The last time similar talks about water sharing occurred, negotiators from the U.S. and Mexico agreed on binational rules in 2017. Since then, the challenges posed by drought and climate change have intensified, prompting calls for a reevaluation of these agreements. A new report has emerged, advocating for a significant change in the way water is shared between the two nations regarding the Colorado River.
The report suggests moving away from fixed water allocations, which have been deemed outdated, and instead proposes a percentage-based system that reflects the actual flow of the river each year. Eric Kuhn, the lead author of the report, argues, “Fixed volumes no longer work. A shift to a percentage-based split between the United States and Mexico on the Colorado River, based on the river’s actual natural flow, would provide a solid foundation for the two countries’ joint management of the Colorado in the decades to come.” This perspective highlights the need for adaptive management in response to changing environmental conditions.
In parallel, Mexico is facing significant domestic challenges. A nationwide strike by truckers and farmers has recently blocked major highways across the country, organized by the National Association of Transporters and the National Front for the Rescue of the Mexican Countryside. Protesters are demanding increased National Guard presence on highways and action against rampant extortion, which has become a pressing issue for freight operators. In 2025 alone, there were over 6,263 investigations into cargo truck robberies, with losses from cargo theft estimated at 7 billion pesos annually.
As these issues unfold, the tourism sector in Mexico continues to thrive. Wyndham recently crossed the 100-hotel mark in the country, indicating significant growth and investment in the region. In 2025, Mexico welcomed approximately 47.8 million arrivals, generating nearly $35 billion USD in foreign exchange revenue. Wyndham’s strategy aims to double international arrivals in Mexico over the next five years, underscoring the country’s importance as a travel destination.

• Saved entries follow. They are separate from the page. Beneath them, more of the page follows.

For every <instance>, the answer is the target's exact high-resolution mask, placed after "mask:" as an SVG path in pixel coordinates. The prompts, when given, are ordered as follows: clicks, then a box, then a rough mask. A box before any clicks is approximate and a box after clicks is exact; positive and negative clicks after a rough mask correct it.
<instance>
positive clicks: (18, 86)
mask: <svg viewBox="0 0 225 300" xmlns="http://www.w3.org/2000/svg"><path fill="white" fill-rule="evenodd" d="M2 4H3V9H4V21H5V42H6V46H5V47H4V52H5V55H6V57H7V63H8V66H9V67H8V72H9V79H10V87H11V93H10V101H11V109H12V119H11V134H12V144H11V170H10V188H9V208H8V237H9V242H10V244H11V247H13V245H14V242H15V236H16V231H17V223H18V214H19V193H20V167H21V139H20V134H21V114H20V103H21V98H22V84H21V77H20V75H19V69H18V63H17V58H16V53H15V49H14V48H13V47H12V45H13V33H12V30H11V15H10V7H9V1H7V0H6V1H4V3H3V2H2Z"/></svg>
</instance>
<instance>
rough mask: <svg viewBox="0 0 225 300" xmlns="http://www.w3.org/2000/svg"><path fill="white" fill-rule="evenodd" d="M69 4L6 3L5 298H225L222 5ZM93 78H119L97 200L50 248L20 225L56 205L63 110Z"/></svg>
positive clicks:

Gustavo Viescas, a representative from Wyndham, stated, “Mexico continues to be an important market for Wyndham and our brands continue delivering the performance owners and strategic partners rely on.” This sentiment reflects the ongoing confidence in Mexico’s tourism potential, even amid domestic challenges.
As the situation develops, observers are keenly watching how both the water sharing negotiations and the domestic unrest will unfold. The need for effective management of resources and security measures remains critical for Mexico’s future stability and growth.